相手の真実を突くということは劇薬で、人間関係を円滑にするためのうそは常備薬。あるいはうそでも本当でもない表現方法というものもあります。
河合隼雄「こころの処方箋」(新潮社)を読んで学んだこと。
「うそは常備薬 真実は劇薬」
「うそは常備薬 真実は劇薬」というのは、河合隼雄さんの「こころの処方箋」(新潮社)のなかのエッセイタイトルの1つです。
とてもいい得て妙だと感じました。
真実は劇薬
真実というものは、例えば、相手の”欠点”のような、相手に言ってはいけない・言うと人間関係が壊れるような一面があります。
そのような意味では、劇薬なのですから、必要ながらも、使うタイミングはごくごく慎重であるべきでしょう。
うそは常備薬
人間関係を円滑にするために、人間、適度にうそを上手に交えているものです。
場の雰囲気を大事にし、その場をうまく丸く収めるためにも、うそもときには必要なものです。
行き過ぎたうそは中毒
うそも、常備薬程度にたまに使うのであればよいのですが、これが行き過ぎてしまうと、中毒になってしまいます。

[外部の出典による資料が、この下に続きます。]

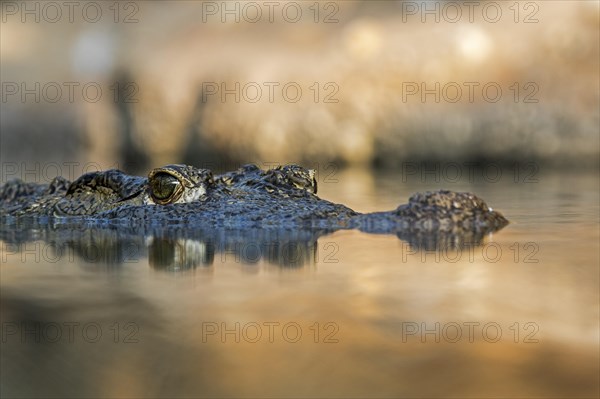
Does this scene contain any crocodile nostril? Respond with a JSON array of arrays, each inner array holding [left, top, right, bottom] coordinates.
[[150, 173, 182, 205]]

お世辞が見えすいたものとなり、言葉に信用がなくなり、人間関係を円滑にするつもりが逆に周囲を不愉快にしてしまいます。
そのような意味でも、いつもうそをつくというのは決してよくないものです。
うそでも本当でもない表現方法
一方、「うそでも本当でもない表現方法」といえるものもありえます。
真実でありながらも、相手を傷つけない視点からの意見・感想を述べるというものです。
多くある表現のなかから、あえてそのような表現を選ぶところに一種のうそっぽさはありつつも、真実ではあるものなので完全なるうそというものでもありません。

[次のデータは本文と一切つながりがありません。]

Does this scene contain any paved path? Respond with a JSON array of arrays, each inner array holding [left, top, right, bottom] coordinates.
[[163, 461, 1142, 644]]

周囲が社交辞令を交わし合っている状況において、見えすいたお世辞で自分を貶めることなく、かつ、自分はうそは嫌いだとそっぽを向いて場の空気を悪くしたり、不用意に真実を述べてその場の雰囲気を壊したりすることもなく、よくよく相手のことを観察して、本当でもうそでもなくその場にそぐう表現を考え出すことができると最もよいのかもしれません。
自分の言葉の”処方箋”を意識する
真実が絶対正義で、うそが絶対悪、などといったことは、現実問題ありえないものです。
何がその場にそぐうもので何がその場にそぐわないものであるかということは、その場の雰囲気が生き物のように変わってゆくものであるがゆえに、しっかりと観察して見極め、最もその場に合った言葉を選ぶことができることこそがよりよい状態なのだろうと思います。
この場では、薬が要らないのか、常備薬を処方するのか、劇薬を処方するのか、自分の言葉に対する”処方箋”を意識しながら過ごしていきたいものです。